Not much attention or thought is given to the recordkeeping function. It all operates behind the scenes and most assume what they don’t see is operating well. Most of the time you are right. Then there are the exceptions. Retirement Plans have costs and those fee schedules are important. What is even more important is checking to make sure that the fees or expenses being charged to the plan are the right ones. Not too much for sure, and to be fair, not too little.
Education
The next big focus for the Department of Labor is going to be on education. It may be a couple of years off, however, it is coming. What does the mean? You may be familiar with the term outcomes-based budgeting. Using this thought process, you’re concerned about outcomes and less about the path to get you there. Retirement education needs a lot of help.
As a country, we are not well prepared for the last 30 years of life.
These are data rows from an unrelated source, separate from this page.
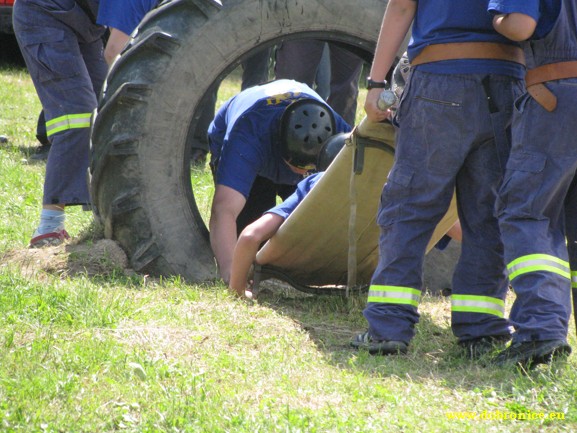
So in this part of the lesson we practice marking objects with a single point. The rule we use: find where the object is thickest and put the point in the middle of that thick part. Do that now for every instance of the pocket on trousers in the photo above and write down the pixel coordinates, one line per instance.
(519, 194)
(394, 195)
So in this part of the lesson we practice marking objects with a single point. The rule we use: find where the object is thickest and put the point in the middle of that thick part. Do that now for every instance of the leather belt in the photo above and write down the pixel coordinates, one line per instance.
(469, 50)
(554, 71)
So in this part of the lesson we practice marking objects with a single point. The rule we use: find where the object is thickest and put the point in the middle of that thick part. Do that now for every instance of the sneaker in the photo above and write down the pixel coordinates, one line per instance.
(379, 347)
(476, 348)
(51, 239)
(41, 153)
(198, 157)
(531, 353)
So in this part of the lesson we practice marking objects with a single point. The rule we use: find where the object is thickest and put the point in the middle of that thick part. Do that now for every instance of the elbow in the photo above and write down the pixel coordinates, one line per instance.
(516, 27)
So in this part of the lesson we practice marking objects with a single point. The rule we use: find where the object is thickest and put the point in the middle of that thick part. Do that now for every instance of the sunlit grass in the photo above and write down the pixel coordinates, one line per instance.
(131, 353)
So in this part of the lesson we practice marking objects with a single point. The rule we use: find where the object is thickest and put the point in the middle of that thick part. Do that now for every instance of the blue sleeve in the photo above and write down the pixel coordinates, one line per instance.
(527, 7)
(240, 161)
(341, 125)
(290, 204)
(124, 15)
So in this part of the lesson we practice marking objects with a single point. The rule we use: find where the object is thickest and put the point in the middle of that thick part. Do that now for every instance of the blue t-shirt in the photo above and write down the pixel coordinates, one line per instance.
(545, 12)
(450, 21)
(303, 188)
(124, 15)
(244, 135)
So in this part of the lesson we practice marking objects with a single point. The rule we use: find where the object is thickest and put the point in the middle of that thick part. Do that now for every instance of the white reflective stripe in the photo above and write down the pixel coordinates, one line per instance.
(394, 295)
(68, 121)
(477, 304)
(537, 263)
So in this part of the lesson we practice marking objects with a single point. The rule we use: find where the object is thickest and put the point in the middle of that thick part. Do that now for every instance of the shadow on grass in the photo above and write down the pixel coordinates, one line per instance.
(433, 356)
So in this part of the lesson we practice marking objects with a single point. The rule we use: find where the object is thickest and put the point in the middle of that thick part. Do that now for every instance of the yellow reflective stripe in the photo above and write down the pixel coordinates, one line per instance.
(394, 295)
(477, 304)
(68, 121)
(536, 263)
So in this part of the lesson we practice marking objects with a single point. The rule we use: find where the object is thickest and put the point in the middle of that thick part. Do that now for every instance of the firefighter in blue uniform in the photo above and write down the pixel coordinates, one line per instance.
(63, 49)
(452, 135)
(538, 199)
(262, 142)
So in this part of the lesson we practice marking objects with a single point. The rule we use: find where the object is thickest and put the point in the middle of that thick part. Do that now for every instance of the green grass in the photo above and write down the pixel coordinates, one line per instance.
(129, 353)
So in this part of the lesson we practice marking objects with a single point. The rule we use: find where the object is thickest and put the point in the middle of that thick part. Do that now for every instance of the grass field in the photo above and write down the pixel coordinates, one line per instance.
(112, 351)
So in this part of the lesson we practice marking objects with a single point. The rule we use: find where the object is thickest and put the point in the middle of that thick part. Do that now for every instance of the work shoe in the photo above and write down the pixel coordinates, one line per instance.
(531, 353)
(379, 347)
(198, 157)
(51, 239)
(476, 348)
(41, 153)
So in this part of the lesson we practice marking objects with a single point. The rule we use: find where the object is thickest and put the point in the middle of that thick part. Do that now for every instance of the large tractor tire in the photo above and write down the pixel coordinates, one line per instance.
(140, 171)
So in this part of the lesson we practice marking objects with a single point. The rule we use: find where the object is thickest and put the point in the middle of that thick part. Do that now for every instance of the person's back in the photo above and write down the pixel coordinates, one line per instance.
(538, 200)
(452, 121)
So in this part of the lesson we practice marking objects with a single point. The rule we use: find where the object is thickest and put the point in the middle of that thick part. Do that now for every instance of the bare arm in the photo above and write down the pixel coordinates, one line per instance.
(226, 206)
(116, 42)
(247, 246)
(396, 22)
(515, 26)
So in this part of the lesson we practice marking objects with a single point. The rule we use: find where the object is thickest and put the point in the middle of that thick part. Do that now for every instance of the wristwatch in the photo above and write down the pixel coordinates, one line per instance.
(371, 84)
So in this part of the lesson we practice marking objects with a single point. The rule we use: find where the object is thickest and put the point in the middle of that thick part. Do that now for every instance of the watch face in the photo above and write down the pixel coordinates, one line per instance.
(371, 84)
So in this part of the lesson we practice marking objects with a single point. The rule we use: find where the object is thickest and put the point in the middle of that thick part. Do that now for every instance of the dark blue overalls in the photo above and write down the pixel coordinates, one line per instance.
(538, 208)
(63, 50)
(453, 136)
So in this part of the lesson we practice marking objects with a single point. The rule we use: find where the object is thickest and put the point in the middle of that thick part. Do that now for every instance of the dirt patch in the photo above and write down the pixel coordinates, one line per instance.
(101, 257)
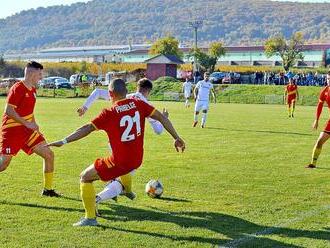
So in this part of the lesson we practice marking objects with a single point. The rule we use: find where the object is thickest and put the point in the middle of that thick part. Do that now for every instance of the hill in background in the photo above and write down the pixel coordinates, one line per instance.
(106, 22)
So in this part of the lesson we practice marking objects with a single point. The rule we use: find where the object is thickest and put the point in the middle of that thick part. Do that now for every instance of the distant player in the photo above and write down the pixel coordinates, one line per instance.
(324, 136)
(201, 96)
(124, 124)
(124, 184)
(19, 130)
(291, 95)
(187, 90)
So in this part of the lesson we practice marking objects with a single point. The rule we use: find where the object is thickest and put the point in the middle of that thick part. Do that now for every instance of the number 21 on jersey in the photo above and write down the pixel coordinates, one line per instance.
(129, 122)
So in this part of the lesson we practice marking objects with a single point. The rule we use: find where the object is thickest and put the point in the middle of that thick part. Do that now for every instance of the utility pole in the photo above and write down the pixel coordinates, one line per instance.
(195, 25)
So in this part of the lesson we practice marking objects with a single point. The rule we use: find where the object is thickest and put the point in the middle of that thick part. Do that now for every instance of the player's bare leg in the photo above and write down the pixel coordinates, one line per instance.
(293, 107)
(324, 136)
(87, 192)
(121, 186)
(4, 161)
(195, 118)
(289, 109)
(48, 168)
(204, 116)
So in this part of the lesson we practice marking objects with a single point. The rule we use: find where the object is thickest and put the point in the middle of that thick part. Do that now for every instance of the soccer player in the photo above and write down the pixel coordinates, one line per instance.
(123, 185)
(324, 136)
(19, 130)
(187, 90)
(201, 96)
(291, 95)
(124, 124)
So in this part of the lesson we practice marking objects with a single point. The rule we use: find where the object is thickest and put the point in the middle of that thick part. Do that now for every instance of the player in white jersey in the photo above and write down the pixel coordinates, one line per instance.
(123, 185)
(201, 95)
(187, 89)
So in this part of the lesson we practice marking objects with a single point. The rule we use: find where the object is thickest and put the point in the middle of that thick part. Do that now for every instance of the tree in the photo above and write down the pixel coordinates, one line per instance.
(209, 60)
(216, 50)
(289, 50)
(166, 46)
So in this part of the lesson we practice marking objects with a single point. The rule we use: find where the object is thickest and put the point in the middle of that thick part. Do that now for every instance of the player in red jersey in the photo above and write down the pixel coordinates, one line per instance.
(124, 124)
(291, 95)
(19, 130)
(325, 135)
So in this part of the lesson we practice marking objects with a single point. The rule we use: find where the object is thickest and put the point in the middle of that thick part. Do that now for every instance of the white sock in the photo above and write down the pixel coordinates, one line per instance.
(195, 117)
(203, 118)
(111, 190)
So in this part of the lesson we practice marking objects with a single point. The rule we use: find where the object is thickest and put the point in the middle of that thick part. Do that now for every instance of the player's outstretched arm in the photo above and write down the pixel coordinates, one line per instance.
(319, 109)
(214, 95)
(156, 125)
(77, 135)
(195, 93)
(179, 144)
(96, 94)
(10, 111)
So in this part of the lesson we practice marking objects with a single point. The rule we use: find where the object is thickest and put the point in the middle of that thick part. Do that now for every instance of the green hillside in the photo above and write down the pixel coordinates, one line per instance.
(104, 22)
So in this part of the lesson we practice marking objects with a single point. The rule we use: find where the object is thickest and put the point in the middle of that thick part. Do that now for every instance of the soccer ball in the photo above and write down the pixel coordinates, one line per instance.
(154, 188)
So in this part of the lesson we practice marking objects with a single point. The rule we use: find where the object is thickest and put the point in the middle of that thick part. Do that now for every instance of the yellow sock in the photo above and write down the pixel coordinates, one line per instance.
(126, 181)
(316, 153)
(48, 180)
(87, 193)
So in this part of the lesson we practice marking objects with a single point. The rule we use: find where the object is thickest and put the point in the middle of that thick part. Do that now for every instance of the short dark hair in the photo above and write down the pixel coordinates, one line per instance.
(145, 83)
(118, 86)
(34, 65)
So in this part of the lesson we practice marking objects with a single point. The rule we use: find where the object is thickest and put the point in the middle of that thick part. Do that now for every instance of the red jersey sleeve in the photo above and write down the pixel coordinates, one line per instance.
(100, 122)
(15, 95)
(322, 95)
(146, 109)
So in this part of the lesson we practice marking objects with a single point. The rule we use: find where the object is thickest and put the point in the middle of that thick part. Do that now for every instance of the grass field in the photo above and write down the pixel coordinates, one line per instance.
(240, 183)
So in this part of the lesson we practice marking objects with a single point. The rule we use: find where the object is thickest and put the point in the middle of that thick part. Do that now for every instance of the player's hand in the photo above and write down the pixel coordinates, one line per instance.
(56, 143)
(32, 126)
(179, 145)
(81, 111)
(165, 112)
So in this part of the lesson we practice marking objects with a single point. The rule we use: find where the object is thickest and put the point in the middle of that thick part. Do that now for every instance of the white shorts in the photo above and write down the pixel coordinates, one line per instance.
(201, 105)
(187, 95)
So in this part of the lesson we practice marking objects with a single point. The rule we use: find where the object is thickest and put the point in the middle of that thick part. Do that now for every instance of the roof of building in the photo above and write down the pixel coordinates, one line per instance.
(164, 59)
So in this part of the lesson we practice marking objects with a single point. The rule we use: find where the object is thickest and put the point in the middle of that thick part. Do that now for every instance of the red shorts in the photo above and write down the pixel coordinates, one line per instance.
(327, 127)
(291, 99)
(17, 138)
(108, 171)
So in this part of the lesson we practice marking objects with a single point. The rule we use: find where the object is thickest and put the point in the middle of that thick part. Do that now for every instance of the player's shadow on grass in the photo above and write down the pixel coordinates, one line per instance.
(34, 205)
(172, 199)
(237, 230)
(260, 131)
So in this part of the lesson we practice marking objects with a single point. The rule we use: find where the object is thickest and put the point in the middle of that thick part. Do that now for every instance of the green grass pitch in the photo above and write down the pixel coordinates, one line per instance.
(240, 183)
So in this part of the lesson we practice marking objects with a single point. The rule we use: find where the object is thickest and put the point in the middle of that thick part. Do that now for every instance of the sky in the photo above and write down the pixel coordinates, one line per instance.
(11, 7)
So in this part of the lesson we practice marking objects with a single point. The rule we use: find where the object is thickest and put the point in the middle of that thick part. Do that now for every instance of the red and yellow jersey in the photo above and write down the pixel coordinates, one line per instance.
(23, 100)
(124, 125)
(291, 90)
(325, 95)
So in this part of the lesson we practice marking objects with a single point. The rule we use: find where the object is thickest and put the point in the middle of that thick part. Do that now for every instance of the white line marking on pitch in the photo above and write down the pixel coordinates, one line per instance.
(270, 230)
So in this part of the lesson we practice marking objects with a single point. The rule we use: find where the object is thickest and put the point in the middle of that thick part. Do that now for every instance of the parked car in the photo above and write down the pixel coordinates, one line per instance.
(83, 78)
(49, 82)
(62, 83)
(231, 78)
(216, 77)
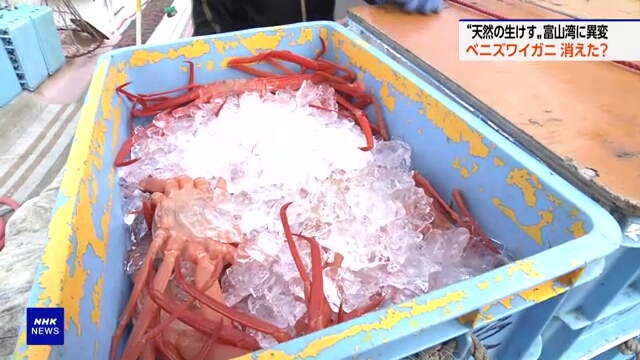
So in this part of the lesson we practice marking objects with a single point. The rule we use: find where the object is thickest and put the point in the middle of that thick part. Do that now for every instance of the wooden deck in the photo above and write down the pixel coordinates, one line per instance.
(582, 118)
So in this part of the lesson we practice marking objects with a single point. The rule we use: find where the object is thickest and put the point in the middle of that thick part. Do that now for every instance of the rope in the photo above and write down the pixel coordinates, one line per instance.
(631, 347)
(445, 351)
(628, 64)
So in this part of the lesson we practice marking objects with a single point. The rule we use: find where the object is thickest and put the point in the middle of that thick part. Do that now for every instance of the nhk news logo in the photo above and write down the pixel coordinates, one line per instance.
(45, 326)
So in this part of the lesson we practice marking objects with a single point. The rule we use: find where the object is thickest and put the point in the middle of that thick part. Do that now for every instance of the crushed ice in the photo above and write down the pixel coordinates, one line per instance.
(364, 208)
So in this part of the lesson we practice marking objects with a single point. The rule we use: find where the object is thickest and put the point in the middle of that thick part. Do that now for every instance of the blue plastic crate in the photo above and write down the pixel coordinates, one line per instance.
(563, 343)
(23, 47)
(10, 85)
(590, 310)
(561, 235)
(617, 289)
(46, 30)
(617, 353)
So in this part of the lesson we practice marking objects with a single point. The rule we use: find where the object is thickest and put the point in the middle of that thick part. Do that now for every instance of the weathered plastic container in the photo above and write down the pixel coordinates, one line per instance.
(616, 353)
(585, 322)
(45, 27)
(561, 235)
(560, 341)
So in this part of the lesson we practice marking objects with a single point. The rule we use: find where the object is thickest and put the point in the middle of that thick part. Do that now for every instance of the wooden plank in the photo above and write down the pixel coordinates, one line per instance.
(581, 118)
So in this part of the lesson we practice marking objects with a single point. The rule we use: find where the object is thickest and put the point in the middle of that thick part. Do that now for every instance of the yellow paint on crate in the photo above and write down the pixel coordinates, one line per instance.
(223, 46)
(388, 100)
(525, 266)
(58, 287)
(391, 319)
(534, 231)
(527, 182)
(451, 124)
(574, 213)
(554, 200)
(506, 302)
(577, 229)
(193, 50)
(542, 292)
(477, 317)
(307, 35)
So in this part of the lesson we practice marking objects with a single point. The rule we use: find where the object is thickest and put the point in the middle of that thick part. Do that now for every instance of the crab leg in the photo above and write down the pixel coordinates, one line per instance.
(318, 309)
(362, 121)
(226, 333)
(470, 222)
(249, 321)
(297, 260)
(159, 239)
(150, 309)
(375, 303)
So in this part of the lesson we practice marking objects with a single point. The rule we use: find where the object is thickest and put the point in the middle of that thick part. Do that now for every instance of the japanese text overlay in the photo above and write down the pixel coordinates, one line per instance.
(549, 40)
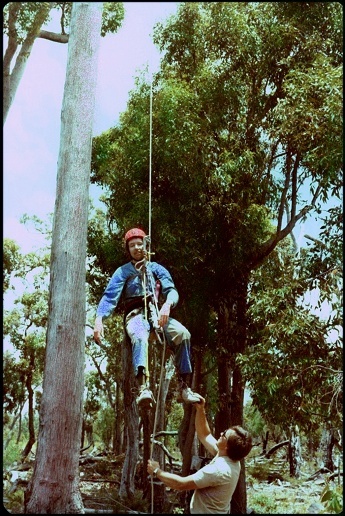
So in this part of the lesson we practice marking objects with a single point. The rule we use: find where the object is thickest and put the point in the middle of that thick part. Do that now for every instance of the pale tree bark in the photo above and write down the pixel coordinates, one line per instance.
(295, 452)
(12, 79)
(54, 487)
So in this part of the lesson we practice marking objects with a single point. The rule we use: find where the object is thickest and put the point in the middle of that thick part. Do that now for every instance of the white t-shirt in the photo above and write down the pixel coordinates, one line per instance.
(216, 484)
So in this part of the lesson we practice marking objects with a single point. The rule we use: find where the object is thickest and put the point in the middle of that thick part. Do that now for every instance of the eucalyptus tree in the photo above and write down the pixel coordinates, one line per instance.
(23, 22)
(10, 258)
(247, 127)
(54, 486)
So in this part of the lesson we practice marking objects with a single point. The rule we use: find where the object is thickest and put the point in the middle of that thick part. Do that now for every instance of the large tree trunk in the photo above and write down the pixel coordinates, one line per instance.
(131, 421)
(54, 488)
(232, 340)
(12, 79)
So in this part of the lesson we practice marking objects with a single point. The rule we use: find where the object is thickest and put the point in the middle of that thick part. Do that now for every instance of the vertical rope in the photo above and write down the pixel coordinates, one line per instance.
(150, 172)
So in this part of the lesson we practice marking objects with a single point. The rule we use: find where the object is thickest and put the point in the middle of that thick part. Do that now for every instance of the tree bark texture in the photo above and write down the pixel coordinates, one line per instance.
(54, 488)
(12, 79)
(131, 420)
(326, 448)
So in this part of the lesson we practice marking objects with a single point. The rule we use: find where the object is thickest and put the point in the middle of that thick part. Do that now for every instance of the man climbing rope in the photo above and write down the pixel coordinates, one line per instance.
(215, 483)
(132, 284)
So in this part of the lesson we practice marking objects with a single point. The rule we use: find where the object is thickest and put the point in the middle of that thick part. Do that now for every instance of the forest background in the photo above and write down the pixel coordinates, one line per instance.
(297, 272)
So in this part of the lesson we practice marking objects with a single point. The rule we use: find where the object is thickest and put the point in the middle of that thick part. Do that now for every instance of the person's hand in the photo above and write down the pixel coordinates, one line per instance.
(98, 330)
(164, 314)
(151, 466)
(201, 404)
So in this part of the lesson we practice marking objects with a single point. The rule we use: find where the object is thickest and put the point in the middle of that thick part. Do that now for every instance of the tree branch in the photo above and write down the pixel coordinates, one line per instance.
(53, 36)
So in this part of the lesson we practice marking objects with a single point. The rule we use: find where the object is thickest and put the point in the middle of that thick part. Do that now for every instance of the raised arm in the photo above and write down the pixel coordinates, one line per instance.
(202, 428)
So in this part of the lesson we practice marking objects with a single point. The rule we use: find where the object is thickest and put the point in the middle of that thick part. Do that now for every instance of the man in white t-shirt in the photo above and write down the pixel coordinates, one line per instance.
(215, 483)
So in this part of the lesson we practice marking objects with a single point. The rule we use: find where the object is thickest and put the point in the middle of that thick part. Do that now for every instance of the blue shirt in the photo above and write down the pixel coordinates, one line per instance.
(127, 282)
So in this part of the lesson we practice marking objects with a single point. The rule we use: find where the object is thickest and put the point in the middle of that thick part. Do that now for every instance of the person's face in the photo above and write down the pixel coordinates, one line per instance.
(223, 439)
(136, 248)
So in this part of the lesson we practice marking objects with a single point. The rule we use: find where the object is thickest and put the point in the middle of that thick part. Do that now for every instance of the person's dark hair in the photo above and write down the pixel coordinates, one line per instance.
(239, 443)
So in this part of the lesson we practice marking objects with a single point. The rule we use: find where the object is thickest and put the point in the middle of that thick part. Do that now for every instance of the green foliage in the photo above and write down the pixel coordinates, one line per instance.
(264, 504)
(24, 13)
(10, 260)
(332, 497)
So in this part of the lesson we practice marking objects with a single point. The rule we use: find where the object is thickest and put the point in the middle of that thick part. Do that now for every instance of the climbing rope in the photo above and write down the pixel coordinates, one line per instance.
(149, 288)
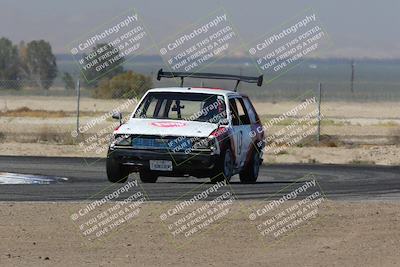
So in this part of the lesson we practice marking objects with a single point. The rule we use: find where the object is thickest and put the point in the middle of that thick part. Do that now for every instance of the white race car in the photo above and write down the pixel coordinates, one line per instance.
(189, 131)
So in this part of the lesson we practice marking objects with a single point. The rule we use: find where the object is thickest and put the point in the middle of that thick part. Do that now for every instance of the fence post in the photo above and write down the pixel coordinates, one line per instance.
(78, 94)
(319, 112)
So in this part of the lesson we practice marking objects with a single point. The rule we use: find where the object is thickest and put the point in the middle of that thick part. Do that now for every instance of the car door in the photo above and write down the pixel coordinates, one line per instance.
(245, 129)
(236, 131)
(240, 130)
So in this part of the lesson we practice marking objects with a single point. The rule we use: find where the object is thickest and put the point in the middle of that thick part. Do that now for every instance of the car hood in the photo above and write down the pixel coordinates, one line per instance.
(166, 127)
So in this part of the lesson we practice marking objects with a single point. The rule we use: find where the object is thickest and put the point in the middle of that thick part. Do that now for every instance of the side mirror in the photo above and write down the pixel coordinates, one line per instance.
(117, 116)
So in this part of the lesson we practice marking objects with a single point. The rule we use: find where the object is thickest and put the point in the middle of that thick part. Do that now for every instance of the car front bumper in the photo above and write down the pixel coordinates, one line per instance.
(194, 163)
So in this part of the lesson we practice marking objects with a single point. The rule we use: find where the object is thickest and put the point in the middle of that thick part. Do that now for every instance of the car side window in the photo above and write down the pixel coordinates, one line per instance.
(239, 112)
(242, 112)
(234, 111)
(250, 110)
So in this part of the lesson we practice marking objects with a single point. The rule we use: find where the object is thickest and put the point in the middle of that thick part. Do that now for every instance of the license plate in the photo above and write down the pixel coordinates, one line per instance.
(161, 165)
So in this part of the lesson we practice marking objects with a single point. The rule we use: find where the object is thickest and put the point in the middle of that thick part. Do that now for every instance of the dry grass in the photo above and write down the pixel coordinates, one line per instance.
(40, 113)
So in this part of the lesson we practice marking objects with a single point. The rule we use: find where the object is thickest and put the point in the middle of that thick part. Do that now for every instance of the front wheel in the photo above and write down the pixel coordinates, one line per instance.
(250, 173)
(116, 173)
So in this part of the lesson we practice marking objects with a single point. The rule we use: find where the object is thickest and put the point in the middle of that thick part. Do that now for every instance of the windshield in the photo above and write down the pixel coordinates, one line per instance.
(183, 106)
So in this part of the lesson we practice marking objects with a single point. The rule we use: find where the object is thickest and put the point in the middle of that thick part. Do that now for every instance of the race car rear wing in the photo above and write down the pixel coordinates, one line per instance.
(237, 78)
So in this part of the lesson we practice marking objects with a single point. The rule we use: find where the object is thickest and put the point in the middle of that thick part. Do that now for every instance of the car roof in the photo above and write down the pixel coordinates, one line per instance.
(203, 90)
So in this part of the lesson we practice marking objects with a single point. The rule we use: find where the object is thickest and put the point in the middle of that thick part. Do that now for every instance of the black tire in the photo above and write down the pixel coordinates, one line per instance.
(147, 177)
(224, 168)
(116, 173)
(249, 174)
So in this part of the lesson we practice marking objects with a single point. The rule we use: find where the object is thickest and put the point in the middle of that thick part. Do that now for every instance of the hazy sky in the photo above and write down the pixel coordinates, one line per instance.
(358, 28)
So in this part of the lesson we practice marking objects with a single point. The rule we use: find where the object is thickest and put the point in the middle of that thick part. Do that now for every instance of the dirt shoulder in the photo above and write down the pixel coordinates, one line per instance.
(342, 234)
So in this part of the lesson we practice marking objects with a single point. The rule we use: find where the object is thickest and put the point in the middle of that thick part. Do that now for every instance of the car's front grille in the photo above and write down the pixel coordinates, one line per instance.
(174, 144)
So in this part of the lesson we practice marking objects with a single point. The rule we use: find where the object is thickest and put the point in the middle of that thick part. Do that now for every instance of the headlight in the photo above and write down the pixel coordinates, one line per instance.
(201, 143)
(122, 140)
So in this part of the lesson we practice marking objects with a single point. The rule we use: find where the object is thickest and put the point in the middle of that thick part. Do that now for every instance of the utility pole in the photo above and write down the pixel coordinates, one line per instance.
(319, 112)
(78, 94)
(352, 77)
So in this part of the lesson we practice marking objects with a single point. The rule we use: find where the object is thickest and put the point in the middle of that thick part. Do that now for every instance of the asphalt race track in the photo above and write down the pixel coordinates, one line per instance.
(87, 180)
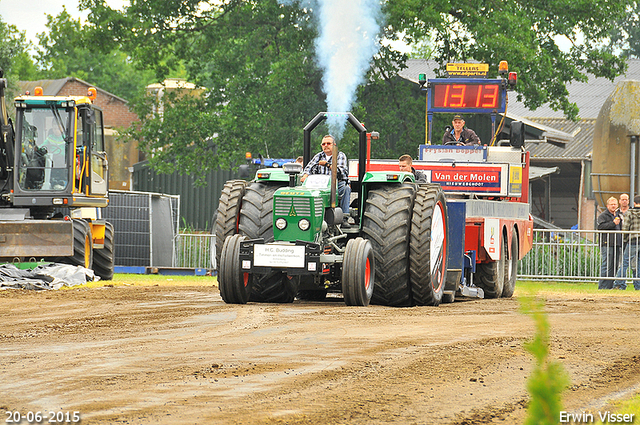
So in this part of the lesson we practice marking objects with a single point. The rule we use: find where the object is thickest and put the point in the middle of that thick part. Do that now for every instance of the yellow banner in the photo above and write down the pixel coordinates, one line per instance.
(467, 69)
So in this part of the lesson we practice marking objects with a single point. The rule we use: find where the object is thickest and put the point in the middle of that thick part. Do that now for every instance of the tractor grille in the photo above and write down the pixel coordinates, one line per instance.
(301, 206)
And preparing for it encompasses more than just money.
What will the Department of Labor be looking for? They will want to see an active education program with high participation and then the changed behavior that goes with it. In other words, real engagement with the issue and their future.
I’m personally excited about this theme coming at us. Envoy is uniquely suited to address the funding part of the retirement challenge with its Future Funded Ministry emphasis. Others, including myself, will be addressing the other elements of retirement preparation and what we need in this area of a Retirement Reformation. I’m looking forward to being a key spokesman in those other areas too.
Review
If you’ve made it this far, you have reason to believe that Retirement Plans have several components. When you think about it, each of the four components plays a role in delivering the financial support needed for a Future Funded Ministry plan:
Investments, Compliance, Recordkeeping, and Education. Put them all together and you have a retirement plan ready for many to participate and prepare for their future.
My hope is that this explanation will wipe away some of the confusion and apathy about the topic. More importantly, please make sure that your ministry or organization first has a plan that is faith-based and delivers on its promises to be both effective and efficient.
Have a great retirement day and stay with us as we journey together with Trusted Advice along The Way.